In the upcoming initial public offering of ABN AMRO, the Dutch government has approved that instead of shares, the introduction will involve certificaten, i.e. certificates of shares. The shares will be held by a special foundation, called Stichting Administratiekantoor Continuïteit ABN AMRO Groep. In case of a takeover threat, this administratiekantoor (literally office for administration) can decide to cast votes independently from the preferences of the owners of the certificates.
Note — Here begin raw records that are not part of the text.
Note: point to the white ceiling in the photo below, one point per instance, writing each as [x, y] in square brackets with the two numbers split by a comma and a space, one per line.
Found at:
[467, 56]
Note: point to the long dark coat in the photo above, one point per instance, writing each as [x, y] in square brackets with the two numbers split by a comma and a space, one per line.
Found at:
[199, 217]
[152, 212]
This device has proven to be a highly effective defensive strategy used against corporate takeovers – a “poison pill” to deter potential buyers.
Enhancing liquidity
The roots of the administratiekantoor are in the international activities of Dutch investors in the late 18th century, when administratiekantoren were the first investment funds, taking care of the collection of interest and dividend payments, and serving investor interests. In the early 20th century, administratiekantoren became active for Dutch stocks, issuing certificates with smaller nominal values compared to the underlying shares, in order to boost liquidity and increase stock prices. The offices were independent and investors could freely exchange certificates and shares.
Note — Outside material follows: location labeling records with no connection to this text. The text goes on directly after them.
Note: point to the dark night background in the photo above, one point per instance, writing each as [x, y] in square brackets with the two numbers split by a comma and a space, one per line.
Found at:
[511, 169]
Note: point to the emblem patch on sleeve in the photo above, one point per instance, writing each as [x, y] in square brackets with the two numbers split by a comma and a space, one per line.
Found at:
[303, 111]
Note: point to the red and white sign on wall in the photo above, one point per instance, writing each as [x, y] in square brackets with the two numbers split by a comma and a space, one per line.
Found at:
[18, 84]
Gerarda Westerhuis says: “Certificates initially were considered valuable for smaller investors and traded next to the ordinary shares. The administratiekantoren served the retail investors by enhancing the liquidity.”
Anti-takeover devices
Until the 1950s, certificates and administratiekantoren were perceived as beneficial for investors. By then, Dutch corporations began to protect their boards against shareholder influence. In the Dutch and German two-tier board system, the boards of directors are of two separate entities: the management board (executives) and supervisory board (non-executives). Many firms created offices of administration that issued non-refundable certificates, denying shareholders to vote.
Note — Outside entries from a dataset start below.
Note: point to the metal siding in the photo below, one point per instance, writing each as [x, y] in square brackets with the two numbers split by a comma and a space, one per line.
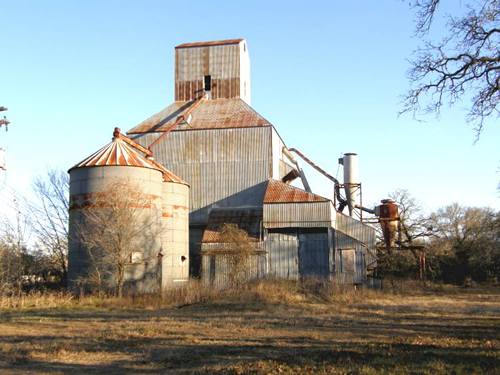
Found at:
[216, 268]
[283, 256]
[298, 215]
[314, 255]
[221, 62]
[220, 165]
[360, 232]
[344, 243]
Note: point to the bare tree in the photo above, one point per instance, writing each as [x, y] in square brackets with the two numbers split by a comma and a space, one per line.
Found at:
[465, 63]
[468, 239]
[238, 251]
[119, 224]
[414, 228]
[13, 251]
[49, 218]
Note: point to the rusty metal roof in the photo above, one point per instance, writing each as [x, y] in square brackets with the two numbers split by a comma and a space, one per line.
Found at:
[123, 151]
[248, 219]
[210, 43]
[279, 192]
[209, 114]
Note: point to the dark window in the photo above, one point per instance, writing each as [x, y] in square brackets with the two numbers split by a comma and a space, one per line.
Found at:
[207, 83]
In those days, Dutch firms were legally obliged to serve the interests of all stakeholders and anti-takeover devices were broadly accepted to allow firm management and the supervisory board to be shielded from shareholder influence. Around 1970 two new arrangements were introduced. First, the idea of administratiekantoren as separate entities serving management interests was applied to preferred share issues with the objective to dilute the share of a hostile shareholder. In 2014, América Móvil faced such a foundation when targeting Dutch telecom firm KPN. A foundation related to KPN exercised an option to buy a number of preferred KPN shares diluting América Móvil’s stake. An effective poison pill innovation dating from 1969 frustrated the Mexicans.
Shareholder rights
Second, in 1971 the Dutch government installed the ‘structured regime law’, which obliged large firms to have a supervisory board with members appointing themselves and the management board. Professor Abe de Jong argues: “With such legislation in place, firms hardly need to further limit shareholder influence. But, the societal consensus that protecting management enhances the contribution of corporations to society allowed Dutch firms to build effective anti-takeover walls.”
In the 1980s and 1990s, the international comments on the so-called ‘Dutch discount’ due to a lack of shareholder influence led to a revision of the Dutch perception. Several strong advocates of more shareholder rights, such as retail investor platform VEB and institutional investor representative Eumedion successfully approached corporations via statements in the shareholder meetings and publications. Many firms decided to limit the number of devices in place until the recent crisis. In the past years, not only Dutch firms such as KPN and ABN AMRO are using the artefacts, but also foreign firms like US drug company Mylan are attracted to the remains of the rich Dutch financial history.